Yes, any DML or DDL changes are scripted and checked in to source control, mostly thru activerecord migrations in rails. I hate to continually toot rails' horn, but in many years of building DB-based systems I find the migration route to be so much better than any home-grown system I've used or built.
However, I do name all my indexes (don't let the DBMS come up with whatever crazy name it picks). Don't prefix them, that's silly (because you have type metadata in sysobjects, or in whatever db you have), but I do include the table name and columns, e.g. tablename_col1_col2.
That way if I'm browsing sysobjects I can easily see the indexes for a particular table (also it's a force of habit, wayyyy back in the day on some dBMS I used, index names were unique across the whole DB, so the only way to ensure that is to use unique names).

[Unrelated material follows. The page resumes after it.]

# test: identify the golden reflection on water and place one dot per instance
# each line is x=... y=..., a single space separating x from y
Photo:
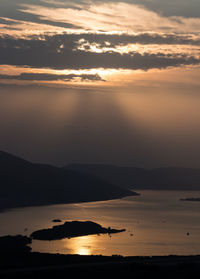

I think there are two issues here: the index naming convention, and adding database changes to your source control/lifecycle. I'll tackle the latter issue.
I've been a Java programmer for a long time now, but have recently been introduced to a system that uses Ruby on Rails for database access for part of the system. One thing that I like about RoR is the notion of "migrations". Basically, you have a directory full of files that look like 001_add_foo_table.rb, 002_add_bar_table.rb, 003_add_blah_column_to_foo.rb, etc. These Ruby source files extend a parent class, overriding methods called "up" and "down". The "up" method contains the set of database changes that need to be made to bring the previous version of the database schema to the current version. Similarly, the "down" method reverts the change back to the previous version. When you want to set the schema for a specific version, the Rails migration scripts check the database to see what the current version is, then finds the .rb files that get you from there up (or down) to the desired revision.
To make this part of your development process, you can check these into source control, and season to taste.
There's nothing specific or special about Rails here, just that it's the first time I've seen this technique widely used. You can probably use pairs of SQL DDL files, too, like 001_UP_add_foo_table.sql and 001_DOWN_remove_foo_table.sql. The rest is a small matter of shell scripting, an exercise left to the reader.
I always source-control SQL (DDL, DML, etc). Its code like any other. Its good practice.
I am not sure indexes should be the same across different environments since they have different data sizes. Unless your test and production environments have the same exact data, the indexes would be different.
As to whether they belong in source control, am not really sure.
I do not put my indexes in source control but the creation script of the indexes. ;-)
Index-naming:
IX_CUSTOMER_NAME for the field "name" in the table "customer"
PK_CUSTOMER_ID for the primary key,
UI_CUSTOMER_GUID, for the GUID-field of the customer which is unique (therefore the "UI" - unique index).
On my current project, I have two things in source control - a full dump of an empty database (using pg_dump -c so it has all the ddl to create tables and indexes) and a script that determines what version of the database you have, and applies alters/drops/adds to bring it up to the current version. The former is run when we're installing on a new site, and also when QA is starting a new round of testing, and the latter is run at every upgrade. When you make database changes, you're required to update both of those files.
Using a grails app the indexes are stored in source control by default since you are defining the index definition inside of a file that represents your domain object. Just offering the 'Grails' perspective as an FYI.